Следующим утром я рано встала, достала с верхней книжной полки мелкокалиберное ружье и отправилась на резню, которая на несколько лет предвосхитила убийства, совершенные Чарльзом Уитманом (тем, кто убил тринадцать человек с башни в Техасском университете). Я засунула консервную банку тамале и термос с чаем в бумажный пакет. Пока все остальные дети смотрели мультики по ТВ и завтракали в пижамах, я незаметно прокралась через поросшее ежевикой поле за нашим двором к раскидистому дереву персидской сирени, забралась на него и стала ждать появления отпрысков Картеров. Я слышала, как они говорили своей матери о том, что этим утром пойдут за ягодами для пирога.

Ждать пришлось недолго. Солнце из розового стало белым, и в поле моего зрения появился клан Картеров. На вылазку за ягодами их вел отец, за ним шли дети, в руках у каждого было ведерко. Я подняла ружье и нацелилась Рики между глаз. Я не забыла о том, что отец учил меня медленно спускать курок. Раздался выстрел, и Рики схватился за шею, словно его укусила оса.

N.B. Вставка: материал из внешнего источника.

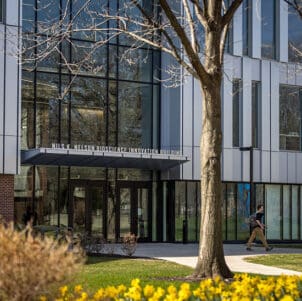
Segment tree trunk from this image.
[194,77,233,279]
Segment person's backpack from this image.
[249,213,258,228]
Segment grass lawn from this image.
[71,256,199,291]
[244,254,302,272]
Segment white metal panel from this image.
[251,1,261,59]
[271,152,288,183]
[182,76,194,146]
[261,61,270,150]
[261,151,271,183]
[5,27,19,136]
[271,62,279,151]
[4,136,18,174]
[287,152,297,183]
[192,146,201,180]
[252,59,261,81]
[221,56,233,148]
[287,64,296,85]
[5,0,19,26]
[242,57,252,146]
[232,5,242,56]
[296,153,302,184]
[0,24,4,134]
[222,148,241,182]
[193,79,202,147]
[276,0,288,62]
[181,146,193,180]
[253,149,261,182]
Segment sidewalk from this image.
[129,243,302,275]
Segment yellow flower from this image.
[60,285,68,297]
[144,284,155,298]
[74,284,83,294]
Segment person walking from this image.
[246,205,273,251]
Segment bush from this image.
[45,275,302,301]
[0,223,83,301]
[121,233,137,256]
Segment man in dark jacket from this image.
[246,205,273,251]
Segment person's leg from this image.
[246,228,257,249]
[255,228,269,249]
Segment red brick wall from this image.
[0,175,14,221]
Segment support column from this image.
[0,174,14,222]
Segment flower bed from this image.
[40,274,302,301]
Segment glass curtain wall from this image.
[15,0,160,231]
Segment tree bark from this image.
[194,81,233,279]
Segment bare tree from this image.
[23,0,242,278]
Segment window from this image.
[279,85,302,151]
[261,0,276,59]
[288,5,302,62]
[242,0,251,55]
[0,0,4,22]
[233,79,242,147]
[252,81,261,148]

Потом я несколько раз промахнулась. Мистер Картер по звуку выстрелов понял, где я нахожусь, и потом заметил меня в кроне дерева, откуда я видела красную дырку в шее Рики. Мистер Картер выкрикнул мое имя и спросил, стреляю ли я в его детей. Но точно так же, как и Братец Кролик, я затаилась. Потом мистер Картер спросил, есть ли у меня оружие, а его дети бросились назад к дому так, что пятки сверкали. Сначала побежал малыш Картер, за ним Филипп, а потом его сестра Ширли. Рики подбоченился, делая вид, что ужасно рассержен, и отошел, чтобы пропустить вперед отца. «Ах ты, трус», – подумала я, словно желание того, чтобы в него не попали, было доказательством его недостаточной мужественности. Мистер Картер заорал, что я могу из мелкашки человеку глаз выбить, и тут я ответила ему словами, по поводу которых старые домохозяйки Личфилда все еще цокают языком: «Вылижи меня так, что мне и не снилось». Если честно, я и понятия не имела, что это значит. Я запомнила эту фразу как один из возможных вариантов передачи той же мысли, что и в выражении «Поцелуй меня в задницу», которое тогда не хотела говорить из-за того, что слишком часто его использовала.

Потом кто-то позвонил и наябедничал отцу, который отстегал меня самодельным бабушкиным арапником, что уже само по себе было сильным ударом по моему самолюбию. Возможно, я плакала, точно не помню.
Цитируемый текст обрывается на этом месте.